KSU Architecture, Planning, and Design Experimental Green Roof
Description
The APDesign Experimental Green Roof (APD-EGR) was constructed during summer and fall 2017 and contains extensive (~2.5-4.5-inch deep), semi-intensive (~5.0-6.5-inch deep), and intensive (~7.0-9.0-inch deep) beds (commonly called 4, 6 and 8 beds). The APD-EGR is located on top of Regnier Hall with limited access through the Ekdahl Conference Room. This roof is expected to be the most scientifically studied green roof at K-State. Research started in 2018, and many sensors and instruments were installed to better understand surface and sub-surface temperatures, soil moisture dynamics, and microclimatic variations through time. It is hoped that research on this roof will improve understanding for green roof vegetation, substrate, or soil, types, and substrate depths for green roofs in the Flint Hills.
Design and Installation
On this roof, there are three green roof beds, each having three different substrate depths: 4, 6 and 8 inches. Each of these beds contain two different substrate types: Kansas BuildEx and Rooflite Extensive MC. The BuildEx has added sand, worm castings and peat moss mixed into the expanded shale. In each substrate are three plant species mixes: an all Sedums mix, a Sedum and native grasses mix, and a native grasses and forbs mix. Each approximately 1.5-square-meter plot originally contained six different species and 18 total plants. Each bed has 24 plots. This detailed design, completed with the help of a statistician, will help the research team better understand how the different types of vegetation respond to the two different types of substrate and which depth plant species prefer.

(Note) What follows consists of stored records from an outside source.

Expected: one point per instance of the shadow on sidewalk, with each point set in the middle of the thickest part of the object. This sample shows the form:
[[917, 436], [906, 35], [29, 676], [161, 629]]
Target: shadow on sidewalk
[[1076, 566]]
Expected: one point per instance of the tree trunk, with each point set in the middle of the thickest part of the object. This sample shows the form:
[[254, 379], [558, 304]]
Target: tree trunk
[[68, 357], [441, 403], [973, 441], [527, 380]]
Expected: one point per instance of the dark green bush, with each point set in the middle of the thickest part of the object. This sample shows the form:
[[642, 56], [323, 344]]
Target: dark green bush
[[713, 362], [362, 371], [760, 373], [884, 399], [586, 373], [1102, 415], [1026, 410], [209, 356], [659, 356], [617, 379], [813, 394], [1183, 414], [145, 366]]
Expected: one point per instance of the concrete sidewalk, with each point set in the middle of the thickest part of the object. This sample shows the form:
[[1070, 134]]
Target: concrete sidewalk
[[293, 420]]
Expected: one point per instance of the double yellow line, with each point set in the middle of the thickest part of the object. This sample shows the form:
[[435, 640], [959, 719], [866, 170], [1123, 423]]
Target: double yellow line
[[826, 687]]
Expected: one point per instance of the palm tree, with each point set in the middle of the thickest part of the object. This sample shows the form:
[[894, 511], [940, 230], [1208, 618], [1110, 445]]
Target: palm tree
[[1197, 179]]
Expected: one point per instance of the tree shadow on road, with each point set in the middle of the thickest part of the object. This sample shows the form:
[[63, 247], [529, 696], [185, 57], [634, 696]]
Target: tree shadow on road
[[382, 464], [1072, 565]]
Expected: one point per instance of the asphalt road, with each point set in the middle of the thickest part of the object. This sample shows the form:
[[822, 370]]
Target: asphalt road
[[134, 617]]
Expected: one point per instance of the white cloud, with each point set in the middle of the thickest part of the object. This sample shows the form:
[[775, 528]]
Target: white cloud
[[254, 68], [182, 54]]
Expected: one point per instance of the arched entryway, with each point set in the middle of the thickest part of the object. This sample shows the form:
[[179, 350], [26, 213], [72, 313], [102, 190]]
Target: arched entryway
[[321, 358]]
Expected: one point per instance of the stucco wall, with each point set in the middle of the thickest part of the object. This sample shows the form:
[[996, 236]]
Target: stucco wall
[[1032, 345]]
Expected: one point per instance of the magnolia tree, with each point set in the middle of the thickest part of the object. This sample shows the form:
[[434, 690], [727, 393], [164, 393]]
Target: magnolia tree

Research Intentions and Findings
This green roof provides an excellent opportunity to understand what vegetation works best on a flat green roof in the Flint Hills ecoregion. Long-term experimental studies of mixed-species green roof systems are being conducted to improve the design, implementation and management of green roofs in the Flint Hills ecoregion and other parts of the world with similar climates. This will be done by studying the relationships between micro-meteorological variables, the two regionally-supplied substrates, and mixed-species performance over time. In March 2018, our team began investigating the relationships between different subsurface variables: substrate type, depth, and nutrients, changing moisture levels and temperature dynamics. METER Group Inc. equipment is being used on these green roofs, including five weather station sensors, 24 soil moisture and temperature sensors, four RT-1 soil temperature sensors and eight EM50-G dataloggers. Additional sub-surfface soil moisture and temperature sensors were added in July 2019 in the all-sedum plots, and surface temperature sensors were added in 2020 in selected 4-inch and 8-inch plots.
We are also documenting the survival and health of individual species, and changes in vegetative coverage. Selected first-year data has been published -- https://doi.org/10.1016/j.scitotenv.2019.134089 -- so take a look!
Additional research findings (including initial findings on substrate microbiology) have been added to our resources page, and will be updated year-to-year.